District and Sessions Judge (Special Judge) K D Vadane rejected the bail applications of Ferreira and Gonsalves along with that of Sudha Bharadwaj, observing that the material collected by the police, on the face of it, shows their alleged links with Maoists.
Bharadwaj could be taken into custody on Saturday, the official said.
All three are already under house arrest but the Pune police was not able to get their custody because of stay ordered by various courts.
Following the rejection of their bail pleas, Pune police took Ferreira and Gonsalves into custody.
The Pune police had arrested Ferreira, Gonsalves, Bharadwaj and two others — Telugu poet Varavara Rao and activist Gautam Navlakha — in August this year in connection with the probe into violence in Koregaon Bhima in Pune on Januuary 1 this year.
The police had claimed to have seized emails exchanged between them and top Maoist leaders.
Navlakha was later released by the Delhi high court. The Bombay High Court on Friday extended interim protection from arrest granted to him till November 1, when his plea seeking quashing of FIR will be heard.
District and Sessions Judge Vadane noted that it is not disputed that Bharadwaj is a professor at National Law University, Ferreira a lawyer and cartoonist working for human rights and Vernon a social activist, and they were working for the uplift of the marglialised.

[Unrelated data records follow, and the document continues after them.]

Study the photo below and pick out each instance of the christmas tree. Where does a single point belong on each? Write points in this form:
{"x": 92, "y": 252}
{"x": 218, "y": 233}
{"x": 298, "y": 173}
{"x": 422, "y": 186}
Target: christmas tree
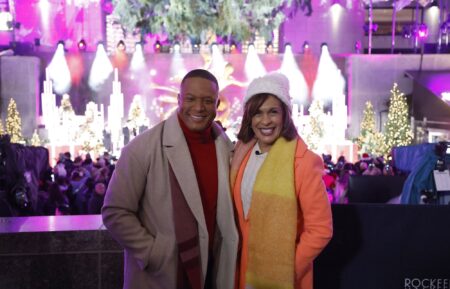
{"x": 370, "y": 140}
{"x": 316, "y": 129}
{"x": 2, "y": 130}
{"x": 35, "y": 140}
{"x": 90, "y": 135}
{"x": 13, "y": 123}
{"x": 236, "y": 18}
{"x": 397, "y": 128}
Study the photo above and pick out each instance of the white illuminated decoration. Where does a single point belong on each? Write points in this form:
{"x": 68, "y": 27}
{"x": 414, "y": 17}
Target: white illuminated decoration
{"x": 329, "y": 83}
{"x": 253, "y": 66}
{"x": 446, "y": 96}
{"x": 116, "y": 113}
{"x": 101, "y": 69}
{"x": 82, "y": 3}
{"x": 5, "y": 19}
{"x": 58, "y": 71}
{"x": 298, "y": 89}
{"x": 49, "y": 109}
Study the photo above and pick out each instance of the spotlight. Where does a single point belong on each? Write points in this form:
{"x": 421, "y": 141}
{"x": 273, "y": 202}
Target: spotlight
{"x": 287, "y": 47}
{"x": 176, "y": 47}
{"x": 233, "y": 47}
{"x": 61, "y": 44}
{"x": 157, "y": 46}
{"x": 82, "y": 45}
{"x": 358, "y": 46}
{"x": 196, "y": 48}
{"x": 305, "y": 46}
{"x": 374, "y": 28}
{"x": 121, "y": 46}
{"x": 269, "y": 47}
{"x": 214, "y": 44}
{"x": 422, "y": 31}
{"x": 6, "y": 21}
{"x": 406, "y": 31}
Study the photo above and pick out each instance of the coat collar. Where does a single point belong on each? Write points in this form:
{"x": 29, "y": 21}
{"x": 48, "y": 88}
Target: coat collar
{"x": 177, "y": 151}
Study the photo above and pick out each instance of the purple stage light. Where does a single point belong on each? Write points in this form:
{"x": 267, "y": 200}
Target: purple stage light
{"x": 422, "y": 32}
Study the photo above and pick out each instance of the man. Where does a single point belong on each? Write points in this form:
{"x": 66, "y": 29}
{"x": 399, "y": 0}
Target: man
{"x": 168, "y": 202}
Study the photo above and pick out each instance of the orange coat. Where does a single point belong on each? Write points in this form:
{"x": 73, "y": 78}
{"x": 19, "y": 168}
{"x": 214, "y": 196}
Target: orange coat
{"x": 314, "y": 223}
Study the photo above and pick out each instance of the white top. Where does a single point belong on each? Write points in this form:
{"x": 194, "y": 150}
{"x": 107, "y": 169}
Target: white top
{"x": 248, "y": 180}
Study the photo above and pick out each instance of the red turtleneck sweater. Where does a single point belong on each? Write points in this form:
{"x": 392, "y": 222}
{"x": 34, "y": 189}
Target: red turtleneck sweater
{"x": 203, "y": 154}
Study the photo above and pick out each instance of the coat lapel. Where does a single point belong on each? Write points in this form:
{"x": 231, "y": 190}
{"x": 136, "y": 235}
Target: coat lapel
{"x": 178, "y": 154}
{"x": 224, "y": 204}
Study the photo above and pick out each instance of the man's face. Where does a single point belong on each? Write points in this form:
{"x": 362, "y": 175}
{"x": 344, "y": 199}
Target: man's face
{"x": 197, "y": 103}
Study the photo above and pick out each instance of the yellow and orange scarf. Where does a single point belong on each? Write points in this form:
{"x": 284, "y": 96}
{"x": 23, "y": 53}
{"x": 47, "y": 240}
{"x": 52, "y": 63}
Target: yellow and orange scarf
{"x": 273, "y": 219}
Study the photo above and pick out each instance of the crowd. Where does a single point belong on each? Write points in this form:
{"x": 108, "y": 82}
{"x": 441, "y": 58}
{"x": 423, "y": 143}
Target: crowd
{"x": 75, "y": 187}
{"x": 336, "y": 176}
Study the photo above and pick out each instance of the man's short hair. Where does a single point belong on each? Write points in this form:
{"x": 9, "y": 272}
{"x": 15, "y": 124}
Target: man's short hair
{"x": 202, "y": 73}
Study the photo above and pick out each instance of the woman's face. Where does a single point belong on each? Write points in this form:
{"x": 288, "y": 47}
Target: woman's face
{"x": 267, "y": 123}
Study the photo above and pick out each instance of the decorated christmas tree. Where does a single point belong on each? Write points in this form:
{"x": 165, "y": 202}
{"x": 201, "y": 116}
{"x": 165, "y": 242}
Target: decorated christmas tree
{"x": 35, "y": 140}
{"x": 370, "y": 140}
{"x": 136, "y": 116}
{"x": 236, "y": 18}
{"x": 90, "y": 134}
{"x": 397, "y": 128}
{"x": 316, "y": 129}
{"x": 2, "y": 130}
{"x": 14, "y": 123}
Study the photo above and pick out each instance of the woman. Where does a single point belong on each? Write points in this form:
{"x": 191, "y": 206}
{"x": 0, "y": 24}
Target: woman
{"x": 280, "y": 200}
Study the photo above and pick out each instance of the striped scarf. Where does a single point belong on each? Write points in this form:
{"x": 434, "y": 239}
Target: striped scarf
{"x": 273, "y": 220}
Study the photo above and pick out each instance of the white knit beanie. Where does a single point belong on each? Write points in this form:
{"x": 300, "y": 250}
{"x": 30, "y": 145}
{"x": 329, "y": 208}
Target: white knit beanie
{"x": 273, "y": 83}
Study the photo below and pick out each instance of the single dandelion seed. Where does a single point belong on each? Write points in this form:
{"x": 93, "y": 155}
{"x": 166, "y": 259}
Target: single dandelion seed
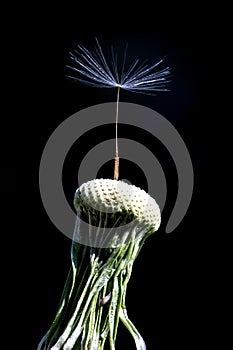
{"x": 92, "y": 68}
{"x": 113, "y": 221}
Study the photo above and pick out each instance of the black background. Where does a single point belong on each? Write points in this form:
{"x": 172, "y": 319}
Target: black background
{"x": 168, "y": 294}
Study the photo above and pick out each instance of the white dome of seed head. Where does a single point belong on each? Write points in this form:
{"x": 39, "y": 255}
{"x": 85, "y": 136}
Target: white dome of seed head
{"x": 111, "y": 196}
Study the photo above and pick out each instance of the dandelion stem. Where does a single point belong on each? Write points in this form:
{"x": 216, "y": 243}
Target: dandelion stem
{"x": 116, "y": 167}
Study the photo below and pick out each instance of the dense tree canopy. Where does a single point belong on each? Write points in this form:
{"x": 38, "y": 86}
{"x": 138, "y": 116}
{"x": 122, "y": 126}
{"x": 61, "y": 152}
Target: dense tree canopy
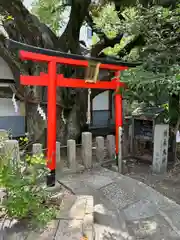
{"x": 146, "y": 31}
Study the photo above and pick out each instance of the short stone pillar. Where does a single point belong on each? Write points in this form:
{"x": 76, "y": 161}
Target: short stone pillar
{"x": 37, "y": 149}
{"x": 100, "y": 149}
{"x": 71, "y": 154}
{"x": 3, "y": 135}
{"x": 87, "y": 149}
{"x": 111, "y": 146}
{"x": 160, "y": 155}
{"x": 11, "y": 151}
{"x": 58, "y": 152}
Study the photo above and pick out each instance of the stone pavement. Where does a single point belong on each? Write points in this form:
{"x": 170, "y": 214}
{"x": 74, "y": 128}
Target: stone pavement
{"x": 74, "y": 220}
{"x": 125, "y": 208}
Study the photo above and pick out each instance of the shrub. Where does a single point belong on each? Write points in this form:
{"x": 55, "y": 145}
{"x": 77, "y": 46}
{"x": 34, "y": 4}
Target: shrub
{"x": 26, "y": 198}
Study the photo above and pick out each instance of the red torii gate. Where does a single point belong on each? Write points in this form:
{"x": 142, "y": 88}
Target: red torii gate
{"x": 52, "y": 80}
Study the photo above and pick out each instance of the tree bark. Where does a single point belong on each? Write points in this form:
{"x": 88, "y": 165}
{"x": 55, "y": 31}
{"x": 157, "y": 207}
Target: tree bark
{"x": 26, "y": 28}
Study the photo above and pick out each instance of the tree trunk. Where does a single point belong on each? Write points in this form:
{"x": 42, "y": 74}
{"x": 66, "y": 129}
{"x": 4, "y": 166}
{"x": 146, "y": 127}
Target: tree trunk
{"x": 26, "y": 28}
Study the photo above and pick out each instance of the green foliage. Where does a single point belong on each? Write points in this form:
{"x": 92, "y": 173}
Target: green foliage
{"x": 50, "y": 13}
{"x": 25, "y": 197}
{"x": 158, "y": 76}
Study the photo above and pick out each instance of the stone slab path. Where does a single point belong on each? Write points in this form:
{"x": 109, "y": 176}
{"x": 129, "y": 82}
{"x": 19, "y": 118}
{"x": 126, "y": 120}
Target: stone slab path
{"x": 125, "y": 208}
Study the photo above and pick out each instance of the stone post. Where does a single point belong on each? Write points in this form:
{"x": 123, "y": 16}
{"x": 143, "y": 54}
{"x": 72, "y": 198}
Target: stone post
{"x": 3, "y": 135}
{"x": 100, "y": 149}
{"x": 160, "y": 154}
{"x": 37, "y": 149}
{"x": 11, "y": 151}
{"x": 58, "y": 152}
{"x": 71, "y": 154}
{"x": 111, "y": 146}
{"x": 87, "y": 149}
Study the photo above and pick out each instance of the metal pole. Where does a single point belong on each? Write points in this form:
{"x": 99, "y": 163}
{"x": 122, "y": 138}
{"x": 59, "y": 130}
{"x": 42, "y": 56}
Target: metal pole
{"x": 51, "y": 124}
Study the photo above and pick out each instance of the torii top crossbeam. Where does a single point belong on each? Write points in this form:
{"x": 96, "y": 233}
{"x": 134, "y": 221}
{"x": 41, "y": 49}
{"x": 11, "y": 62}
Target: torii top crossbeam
{"x": 52, "y": 80}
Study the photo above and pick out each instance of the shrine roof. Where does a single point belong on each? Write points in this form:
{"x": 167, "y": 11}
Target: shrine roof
{"x": 109, "y": 60}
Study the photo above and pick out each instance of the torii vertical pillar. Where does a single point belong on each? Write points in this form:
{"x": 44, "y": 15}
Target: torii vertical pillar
{"x": 51, "y": 123}
{"x": 118, "y": 121}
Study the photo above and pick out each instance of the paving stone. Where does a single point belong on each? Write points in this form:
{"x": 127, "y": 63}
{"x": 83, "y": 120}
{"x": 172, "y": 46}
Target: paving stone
{"x": 45, "y": 234}
{"x": 12, "y": 230}
{"x": 98, "y": 181}
{"x": 174, "y": 217}
{"x": 72, "y": 207}
{"x": 141, "y": 209}
{"x": 153, "y": 228}
{"x": 69, "y": 230}
{"x": 118, "y": 196}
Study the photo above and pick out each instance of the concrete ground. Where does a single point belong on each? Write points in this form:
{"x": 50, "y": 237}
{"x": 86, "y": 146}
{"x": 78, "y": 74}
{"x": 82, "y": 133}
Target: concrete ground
{"x": 125, "y": 208}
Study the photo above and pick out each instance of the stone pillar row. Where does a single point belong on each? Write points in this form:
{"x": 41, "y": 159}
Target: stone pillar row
{"x": 11, "y": 147}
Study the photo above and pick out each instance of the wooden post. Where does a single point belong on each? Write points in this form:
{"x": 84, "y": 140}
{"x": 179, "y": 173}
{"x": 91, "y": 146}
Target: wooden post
{"x": 87, "y": 149}
{"x": 111, "y": 146}
{"x": 51, "y": 129}
{"x": 99, "y": 149}
{"x": 58, "y": 152}
{"x": 71, "y": 154}
{"x": 37, "y": 149}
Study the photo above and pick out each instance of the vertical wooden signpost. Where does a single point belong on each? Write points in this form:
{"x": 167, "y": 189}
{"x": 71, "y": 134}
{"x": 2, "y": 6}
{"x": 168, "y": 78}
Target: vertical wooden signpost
{"x": 53, "y": 80}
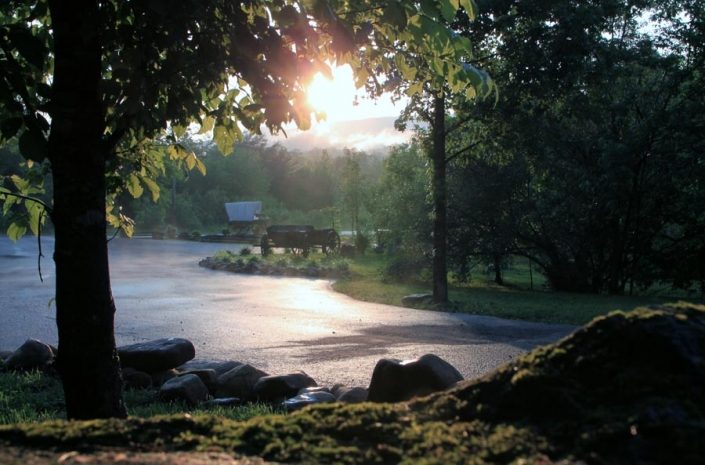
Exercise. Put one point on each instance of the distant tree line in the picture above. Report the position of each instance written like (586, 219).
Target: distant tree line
(590, 161)
(319, 187)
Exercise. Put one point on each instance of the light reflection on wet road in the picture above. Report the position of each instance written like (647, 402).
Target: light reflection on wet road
(276, 324)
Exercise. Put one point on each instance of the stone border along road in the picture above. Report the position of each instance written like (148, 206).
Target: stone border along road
(279, 325)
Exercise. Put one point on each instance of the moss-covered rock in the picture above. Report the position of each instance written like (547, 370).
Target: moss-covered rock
(627, 388)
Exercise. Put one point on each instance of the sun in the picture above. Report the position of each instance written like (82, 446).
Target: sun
(334, 97)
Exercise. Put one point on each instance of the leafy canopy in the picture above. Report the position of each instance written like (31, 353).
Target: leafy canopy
(224, 66)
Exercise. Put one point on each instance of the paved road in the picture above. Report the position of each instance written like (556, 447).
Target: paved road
(277, 324)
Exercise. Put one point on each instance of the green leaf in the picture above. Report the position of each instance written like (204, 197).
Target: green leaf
(430, 9)
(224, 139)
(207, 124)
(15, 231)
(28, 45)
(470, 8)
(179, 131)
(395, 15)
(448, 9)
(415, 88)
(200, 166)
(8, 202)
(34, 211)
(134, 187)
(22, 185)
(407, 71)
(9, 127)
(152, 186)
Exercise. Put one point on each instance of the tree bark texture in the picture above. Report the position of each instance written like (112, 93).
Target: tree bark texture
(87, 359)
(439, 188)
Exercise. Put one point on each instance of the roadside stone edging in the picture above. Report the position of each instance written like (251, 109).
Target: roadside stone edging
(257, 267)
(167, 366)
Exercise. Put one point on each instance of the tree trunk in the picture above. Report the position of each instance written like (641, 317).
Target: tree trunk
(438, 156)
(498, 269)
(87, 359)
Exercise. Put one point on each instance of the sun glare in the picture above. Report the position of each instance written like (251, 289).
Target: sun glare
(334, 97)
(337, 98)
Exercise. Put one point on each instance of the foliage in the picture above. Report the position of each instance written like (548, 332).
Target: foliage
(370, 280)
(315, 265)
(35, 397)
(624, 389)
(585, 164)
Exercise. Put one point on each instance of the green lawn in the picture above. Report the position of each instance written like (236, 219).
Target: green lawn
(32, 397)
(483, 297)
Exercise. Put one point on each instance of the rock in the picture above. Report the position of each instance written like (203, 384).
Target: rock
(352, 395)
(220, 367)
(276, 388)
(223, 402)
(187, 388)
(309, 390)
(303, 400)
(416, 299)
(163, 376)
(238, 382)
(157, 355)
(394, 381)
(134, 379)
(208, 377)
(54, 350)
(33, 354)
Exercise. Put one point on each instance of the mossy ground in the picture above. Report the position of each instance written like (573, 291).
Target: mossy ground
(628, 388)
(35, 396)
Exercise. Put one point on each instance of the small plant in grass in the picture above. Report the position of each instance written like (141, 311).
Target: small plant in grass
(315, 265)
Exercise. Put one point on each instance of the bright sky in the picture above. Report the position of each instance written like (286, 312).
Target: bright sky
(344, 125)
(336, 98)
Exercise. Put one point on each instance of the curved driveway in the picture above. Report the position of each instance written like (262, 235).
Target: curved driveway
(276, 324)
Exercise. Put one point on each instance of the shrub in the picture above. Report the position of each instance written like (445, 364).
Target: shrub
(405, 267)
(362, 242)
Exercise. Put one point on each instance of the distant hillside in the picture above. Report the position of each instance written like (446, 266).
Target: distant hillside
(366, 134)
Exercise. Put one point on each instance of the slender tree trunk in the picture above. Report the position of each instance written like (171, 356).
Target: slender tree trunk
(87, 360)
(498, 270)
(438, 156)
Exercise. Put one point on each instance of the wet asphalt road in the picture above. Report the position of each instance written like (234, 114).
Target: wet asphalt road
(276, 324)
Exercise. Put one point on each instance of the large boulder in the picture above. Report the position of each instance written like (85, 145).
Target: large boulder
(629, 388)
(238, 382)
(352, 395)
(277, 388)
(187, 388)
(395, 381)
(220, 367)
(157, 355)
(414, 300)
(135, 379)
(31, 355)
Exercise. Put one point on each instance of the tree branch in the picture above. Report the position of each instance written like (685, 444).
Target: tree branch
(461, 151)
(25, 197)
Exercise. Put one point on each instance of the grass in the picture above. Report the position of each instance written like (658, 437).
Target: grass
(482, 296)
(625, 389)
(34, 397)
(316, 264)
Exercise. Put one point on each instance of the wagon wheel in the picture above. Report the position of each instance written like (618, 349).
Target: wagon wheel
(264, 245)
(332, 243)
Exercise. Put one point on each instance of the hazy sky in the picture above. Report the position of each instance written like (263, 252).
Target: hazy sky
(363, 124)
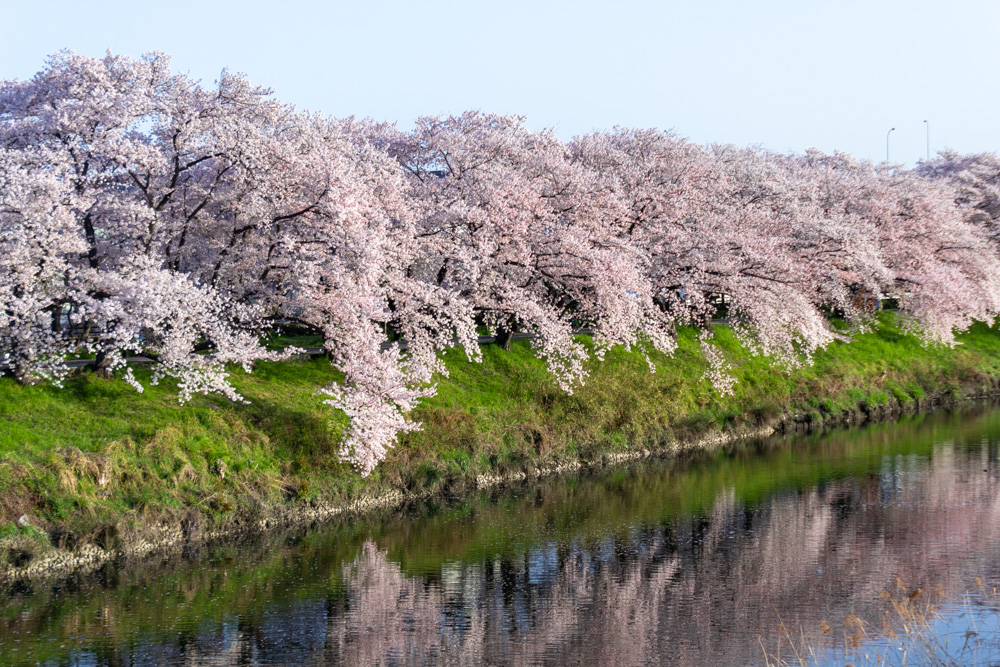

"However, under the pretext of doing social work, human rights work, they are doing work for a banned organization (CPI-Maoist) and (were) involved in the activities with intent to threaten unity, integrity, security, sovereignty of India," he said.
"At this stage, on the basis of the material collected by the investigation officer, prima facie it reveals that there is a connection of the present accused with the banned organization (CPI-Maoist)," the judge said in Friday's order.
"Moreover, the investigation is at a crucial stage," he said.
The material collected by the police shows that the alleged crime was not merely about "disturbance of public order", the judge said.
"Such anti-national activities throw a challenge to the very integrity and sovereignty of the country and its democratic policies," said the judge.
The defence lawyers had argued that all the accused are human rights activists.
The judge dismissed the defence's claims about procedural irregularities during the raids on the activists' houses.
The court also rejected the defence's argument that right-wing leader Milind Ekbote, accused of instigating the violence at Koregaon Bhima in Pune district on January 1, had been granted bail and so the accused in the present case too should be released.
The two cases are different, said the judge.
After the bail pleas were rejected, the defence lawyers sought a week's stay on implementation of the order so that they could file an appeal in the High Court, but the judge did not grant a stay.
Following this, police took Gonsalves and Ferreira into custody, said assistant commissioner of police Shivaji Pawar, who is the investigating officer.
Police alleged that Maoists had supported the Elgar Parishad conclave in Pune on December 31 last year, which led to the violence. The accused were put under house arrest on Supreme Court's orders.